If the receptive field centre covers a large area, it will provide a really big output when it's focused on a round object (that fits within the centre).

Centre / surrounds make their biggest output when the centre is stimulated, and the surround is inhibited, like on bright points of light in the dark, like stars at night. Colour versions ought to provide their biggest outputs on round things that contrast with their background, like berries or fruits. Or maybe larger round things like flowers or rocks. Or maybe almost round things like insects or fish. Or maybe distant almost round things like birds in the sky. Then, also, large receptive fields could trigger on partially round things, like rounded corners or fingertips.
So maybe there's not really a curve detector in a brain at all? Maybe curves are detected by partial outputs from the centres of large receptive fields. If it contrasted enough, a semicircle in the centre of a receptive field would cause a positive signal. If the brain knows, 'hey, that positive signal came from a big receptive field', then it could assume that a curved thing is in the field, with its size relative to the receptive field size.

Centres Can Be Corners

Centre/surround receptive fields can detect corners!

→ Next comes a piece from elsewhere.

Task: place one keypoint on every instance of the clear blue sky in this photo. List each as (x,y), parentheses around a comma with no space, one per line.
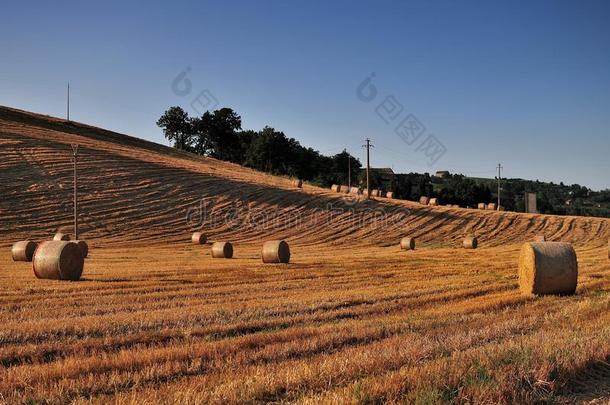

Look at the diagrams: corners and angles produce stronger outputs than edges, but weaker than centre dots. If the next layer evaluates its input from receptive fields carefully (i.e. looks for values between edges and dots), it can inform its superiors that a corner is in its field. If that next layer is also getting input from edge detectors, one of these inputs can strengthen its corner detection.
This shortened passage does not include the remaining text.